The float-out pass uses a heuristic based on strictness info. But it was getting the strictness info mis-aligned; I'd forgotten that strictness flags only apply to /value/ arguments. This patch fixes it. It has some surprising effects! -------------------------------------------------------------------------------- Program Size Allocs Runtime Elapsed TotalMem -------------------------------------------------------------------------------- integer -0.1% +9.9% +0.2% +0.2% +0.0% lcss +0.0% +0.0% -11.9% -11.9% +0.0% queens -0.2% +29.0% 0.02 0.02 +0.0% simple -0.1% -22.6% -21.7% -21.7% -3.6% treejoin +0.0% +0.0% -12.3% -12.6% +0.0% -------------------------------------------------------------------------------- Min -0.2% -22.6% -21.7% -21.7% -10.0% Max +3.3% +29.0% +19.2% +19.2% +50.0% Geometric Mean +0.0% +0.1% -2.1% -2.1% +0.2% The 'queens' and 'integer' allocation regressions are because, just before let-floatting, we get \v -> foldr k z (case x of I# y -> build ..y..) Becase of Note [Case MFEs] we don't float the build; so fusion happens. This increases allocation in queens because the build isn't shared; but actaully runtime improves solidly. Situation is similar in integer, although I think runtime gets a bit worse. The bug meant that, because of foldr's type arguments, the mis-aligned strictness info meant that the entire (case x ...) was floated, so fusion failed, but sharing happened. This is all very artificial-benchmark-ish so I'm not losing sleep over it. I did see some runtime numbers increasd, but I think it's noise; the differnce went away when I tried them one by one afterwards.

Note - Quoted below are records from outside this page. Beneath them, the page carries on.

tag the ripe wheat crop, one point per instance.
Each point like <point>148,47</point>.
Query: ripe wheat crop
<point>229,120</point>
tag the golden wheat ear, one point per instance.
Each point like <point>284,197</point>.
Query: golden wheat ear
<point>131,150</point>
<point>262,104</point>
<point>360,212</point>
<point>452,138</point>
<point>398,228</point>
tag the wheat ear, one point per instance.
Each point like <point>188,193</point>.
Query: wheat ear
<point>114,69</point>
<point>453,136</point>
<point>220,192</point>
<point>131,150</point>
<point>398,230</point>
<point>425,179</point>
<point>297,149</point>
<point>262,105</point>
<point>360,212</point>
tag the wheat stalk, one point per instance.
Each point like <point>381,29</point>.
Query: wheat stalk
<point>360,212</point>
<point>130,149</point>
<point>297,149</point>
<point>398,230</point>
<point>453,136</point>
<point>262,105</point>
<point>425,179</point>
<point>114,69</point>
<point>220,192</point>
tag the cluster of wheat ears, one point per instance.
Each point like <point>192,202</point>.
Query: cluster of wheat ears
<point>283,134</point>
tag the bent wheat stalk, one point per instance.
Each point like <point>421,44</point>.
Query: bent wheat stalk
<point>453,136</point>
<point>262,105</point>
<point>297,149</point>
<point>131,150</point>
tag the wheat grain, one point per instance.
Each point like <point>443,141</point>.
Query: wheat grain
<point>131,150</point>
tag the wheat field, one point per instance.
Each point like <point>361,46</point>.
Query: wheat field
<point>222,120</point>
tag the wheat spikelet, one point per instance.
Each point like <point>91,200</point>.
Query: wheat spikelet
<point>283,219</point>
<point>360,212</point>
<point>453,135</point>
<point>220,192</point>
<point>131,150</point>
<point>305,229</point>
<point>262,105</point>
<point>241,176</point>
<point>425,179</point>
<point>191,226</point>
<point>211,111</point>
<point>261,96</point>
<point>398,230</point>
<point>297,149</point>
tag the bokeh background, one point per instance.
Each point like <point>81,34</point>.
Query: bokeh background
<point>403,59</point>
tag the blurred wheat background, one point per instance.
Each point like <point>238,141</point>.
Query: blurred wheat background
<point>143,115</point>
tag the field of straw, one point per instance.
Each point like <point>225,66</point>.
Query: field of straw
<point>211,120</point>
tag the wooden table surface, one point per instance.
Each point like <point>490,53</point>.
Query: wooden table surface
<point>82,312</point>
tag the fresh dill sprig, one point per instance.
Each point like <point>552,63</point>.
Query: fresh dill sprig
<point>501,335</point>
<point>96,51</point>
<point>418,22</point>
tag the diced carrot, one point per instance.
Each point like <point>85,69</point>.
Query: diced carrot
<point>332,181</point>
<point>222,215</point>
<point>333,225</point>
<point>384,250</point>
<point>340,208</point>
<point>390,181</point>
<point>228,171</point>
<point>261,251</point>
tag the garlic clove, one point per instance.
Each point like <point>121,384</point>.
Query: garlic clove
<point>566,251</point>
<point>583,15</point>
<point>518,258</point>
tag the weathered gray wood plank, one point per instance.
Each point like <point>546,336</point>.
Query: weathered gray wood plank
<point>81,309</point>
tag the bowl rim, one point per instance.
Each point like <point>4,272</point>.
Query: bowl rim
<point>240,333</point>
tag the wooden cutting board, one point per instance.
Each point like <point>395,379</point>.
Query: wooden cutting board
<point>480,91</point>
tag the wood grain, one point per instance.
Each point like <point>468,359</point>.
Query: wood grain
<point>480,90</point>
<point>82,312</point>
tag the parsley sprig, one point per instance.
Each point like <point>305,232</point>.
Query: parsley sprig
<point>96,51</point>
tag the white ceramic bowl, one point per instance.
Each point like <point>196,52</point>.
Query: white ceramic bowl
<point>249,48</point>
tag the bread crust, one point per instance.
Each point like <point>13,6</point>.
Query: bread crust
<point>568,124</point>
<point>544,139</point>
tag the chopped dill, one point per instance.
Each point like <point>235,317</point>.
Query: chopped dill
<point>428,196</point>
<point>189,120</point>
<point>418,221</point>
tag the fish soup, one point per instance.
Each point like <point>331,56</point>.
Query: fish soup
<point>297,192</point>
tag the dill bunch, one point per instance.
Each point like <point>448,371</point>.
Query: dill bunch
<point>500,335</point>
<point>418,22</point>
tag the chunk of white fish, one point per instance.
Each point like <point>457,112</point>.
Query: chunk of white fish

author: Simon Peyton Jones <simonpj@microsoft.com> 2017-04-26 17:43:24 +0100
committer: Simon Peyton Jones <simonpj@microsoft.com> 2017-05-02 09:00:14 +0100
commit: ff239787f7170a93f1015bd0f5582772b7b87f0a (patch)

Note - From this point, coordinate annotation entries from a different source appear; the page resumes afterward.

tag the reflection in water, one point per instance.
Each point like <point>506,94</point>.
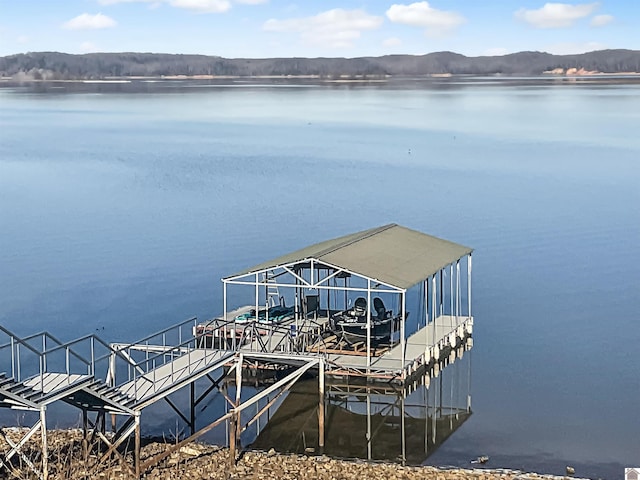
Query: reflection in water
<point>375,422</point>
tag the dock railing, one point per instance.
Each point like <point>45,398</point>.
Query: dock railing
<point>36,355</point>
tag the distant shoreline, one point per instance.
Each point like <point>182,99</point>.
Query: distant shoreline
<point>101,66</point>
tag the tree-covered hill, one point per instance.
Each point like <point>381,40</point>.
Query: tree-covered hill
<point>53,65</point>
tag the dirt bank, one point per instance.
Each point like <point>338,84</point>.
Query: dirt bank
<point>199,461</point>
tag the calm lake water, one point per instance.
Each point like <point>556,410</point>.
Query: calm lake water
<point>120,212</point>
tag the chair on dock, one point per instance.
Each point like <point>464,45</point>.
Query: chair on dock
<point>310,304</point>
<point>360,307</point>
<point>381,311</point>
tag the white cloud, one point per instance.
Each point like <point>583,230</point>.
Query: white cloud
<point>87,21</point>
<point>337,28</point>
<point>495,52</point>
<point>113,2</point>
<point>421,14</point>
<point>391,42</point>
<point>202,6</point>
<point>601,20</point>
<point>556,15</point>
<point>571,48</point>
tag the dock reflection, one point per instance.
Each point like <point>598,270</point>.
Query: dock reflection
<point>375,422</point>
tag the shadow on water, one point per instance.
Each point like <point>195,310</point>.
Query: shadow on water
<point>374,422</point>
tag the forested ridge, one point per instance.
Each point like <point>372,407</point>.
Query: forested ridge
<point>54,65</point>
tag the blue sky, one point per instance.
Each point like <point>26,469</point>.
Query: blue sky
<point>313,28</point>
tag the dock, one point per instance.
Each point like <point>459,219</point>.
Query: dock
<point>387,305</point>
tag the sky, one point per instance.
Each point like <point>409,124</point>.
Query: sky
<point>316,28</point>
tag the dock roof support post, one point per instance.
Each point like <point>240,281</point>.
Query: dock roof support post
<point>433,309</point>
<point>369,325</point>
<point>321,405</point>
<point>426,319</point>
<point>457,290</point>
<point>402,425</point>
<point>403,342</point>
<point>136,457</point>
<point>45,448</point>
<point>451,292</point>
<point>224,316</point>
<point>469,283</point>
<point>369,439</point>
<point>257,306</point>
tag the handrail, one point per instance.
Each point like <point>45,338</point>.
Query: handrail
<point>19,340</point>
<point>160,332</point>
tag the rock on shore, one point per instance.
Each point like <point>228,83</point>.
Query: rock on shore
<point>197,461</point>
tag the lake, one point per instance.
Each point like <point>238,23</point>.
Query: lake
<point>120,211</point>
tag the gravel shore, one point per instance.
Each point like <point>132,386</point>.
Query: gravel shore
<point>200,461</point>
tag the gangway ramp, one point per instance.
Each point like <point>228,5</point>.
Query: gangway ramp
<point>182,370</point>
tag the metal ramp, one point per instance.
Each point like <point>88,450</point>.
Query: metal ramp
<point>43,370</point>
<point>179,372</point>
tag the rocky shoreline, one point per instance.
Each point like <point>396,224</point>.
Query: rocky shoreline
<point>197,461</point>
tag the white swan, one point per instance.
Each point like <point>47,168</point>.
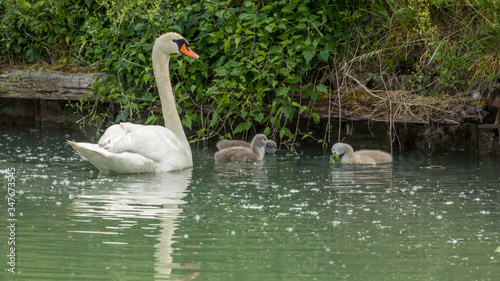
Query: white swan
<point>133,148</point>
<point>361,156</point>
<point>244,154</point>
<point>271,148</point>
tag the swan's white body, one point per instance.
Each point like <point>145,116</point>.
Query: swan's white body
<point>244,154</point>
<point>133,148</point>
<point>362,156</point>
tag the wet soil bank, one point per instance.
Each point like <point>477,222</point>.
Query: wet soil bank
<point>40,99</point>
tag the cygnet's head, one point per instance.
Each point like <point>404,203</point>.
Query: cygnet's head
<point>271,146</point>
<point>174,43</point>
<point>340,148</point>
<point>260,140</point>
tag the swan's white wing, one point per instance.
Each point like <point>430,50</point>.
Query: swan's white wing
<point>106,161</point>
<point>131,148</point>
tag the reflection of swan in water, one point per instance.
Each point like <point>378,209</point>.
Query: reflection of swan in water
<point>360,156</point>
<point>347,178</point>
<point>129,198</point>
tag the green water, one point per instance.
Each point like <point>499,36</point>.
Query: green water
<point>286,218</point>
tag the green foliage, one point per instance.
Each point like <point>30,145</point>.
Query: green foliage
<point>48,30</point>
<point>262,63</point>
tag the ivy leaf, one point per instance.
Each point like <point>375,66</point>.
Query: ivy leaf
<point>322,88</point>
<point>324,55</point>
<point>141,57</point>
<point>308,55</point>
<point>244,126</point>
<point>315,117</point>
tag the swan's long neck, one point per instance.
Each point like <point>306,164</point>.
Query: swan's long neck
<point>169,108</point>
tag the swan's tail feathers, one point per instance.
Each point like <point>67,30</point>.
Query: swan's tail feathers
<point>86,150</point>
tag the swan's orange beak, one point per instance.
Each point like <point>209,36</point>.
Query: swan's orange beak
<point>187,51</point>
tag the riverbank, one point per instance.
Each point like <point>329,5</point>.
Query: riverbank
<point>391,120</point>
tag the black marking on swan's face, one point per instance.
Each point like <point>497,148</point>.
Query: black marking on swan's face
<point>335,150</point>
<point>181,42</point>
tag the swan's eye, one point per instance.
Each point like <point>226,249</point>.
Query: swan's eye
<point>181,42</point>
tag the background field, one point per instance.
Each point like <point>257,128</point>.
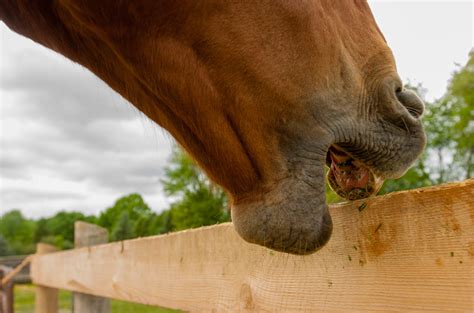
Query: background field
<point>25,299</point>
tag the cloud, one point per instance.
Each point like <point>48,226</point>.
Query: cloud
<point>67,140</point>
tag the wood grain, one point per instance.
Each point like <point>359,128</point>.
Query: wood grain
<point>407,251</point>
<point>86,235</point>
<point>46,298</point>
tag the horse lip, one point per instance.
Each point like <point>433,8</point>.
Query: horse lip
<point>354,184</point>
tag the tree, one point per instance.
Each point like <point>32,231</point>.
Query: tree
<point>124,228</point>
<point>138,215</point>
<point>198,201</point>
<point>449,154</point>
<point>4,248</point>
<point>18,232</point>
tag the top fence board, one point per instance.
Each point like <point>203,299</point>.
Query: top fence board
<point>405,251</point>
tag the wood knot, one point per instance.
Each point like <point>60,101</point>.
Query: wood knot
<point>246,298</point>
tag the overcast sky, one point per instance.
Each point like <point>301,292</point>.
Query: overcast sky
<point>68,142</point>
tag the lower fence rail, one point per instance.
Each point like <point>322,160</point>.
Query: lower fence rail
<point>406,251</point>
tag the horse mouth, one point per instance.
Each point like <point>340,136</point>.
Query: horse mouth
<point>350,178</point>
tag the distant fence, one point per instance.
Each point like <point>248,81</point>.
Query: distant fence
<point>13,261</point>
<point>407,251</point>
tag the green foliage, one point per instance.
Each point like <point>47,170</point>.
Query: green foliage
<point>198,201</point>
<point>449,124</point>
<point>4,247</point>
<point>58,230</point>
<point>124,228</point>
<point>18,232</point>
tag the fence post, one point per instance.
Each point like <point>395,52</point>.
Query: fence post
<point>46,299</point>
<point>6,292</point>
<point>86,235</point>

tree: bbc2614bb72f76b85b075afdbc2a797113c3bedf
parent: 71037b61597d8e80ba5acebc8ad2295e5266dc07 (diff)
download: haskell-ff239787f7170a93f1015bd0f5582772b7b87f0a.tar.gz
1 files changed, 31 insertions, 8 deletions
diff --git a/compiler/simplCore/SetLevels.hs b/compiler/simplCore/SetLevels.hs
index afca7ae3b9..2b533b73bd 100644
--- a/compiler/simplCore/SetLevels.hs
+++ b/compiler/simplCore/SetLevels.hs
@@ -81,7 +81,7 @@ import Var
 import VarSet
 import VarEnv
 import Literal          ( litIsTrivial )
-import Demand           ( StrictSig, isStrictDmd, splitStrictSig, increaseStrictSigArity )
+import Demand           ( StrictSig, Demand, isStrictDmd, splitStrictSig, increaseStrictSigArity )
 import Name             ( getOccName, mkSystemVarName )
 import OccName          ( occNameString )
 import Type             ( Type, mkLamTypes, splitTyConApp_maybe )
@@ -95,7 +95,7 @@ import FastString
 import UniqDFM
 import FV
 import Data.Maybe
-import Control.Monad    ( zipWithM )
+import MonadUtils       ( mapAccumLM )
 
 {-
 ************************************************************************
@@ -402,7 +402,7 @@ lvlApp env orig_expr ((_,AnnVar fn), args)
         ; return (foldl App lapp' rargs') }
 
   | otherwise
-  = do { args' <- zipWithM (lvlMFE env) stricts args
+  = do { (_, args') <- mapAccumLM lvl_arg stricts args
             -- Take account of argument strictness; see
             -- Note [Floating to the top]
        ; return (foldl App (lookupVar env fn) args') }
@@ -410,12 +410,12 @@ lvlApp env orig_expr ((_,AnnVar fn), args)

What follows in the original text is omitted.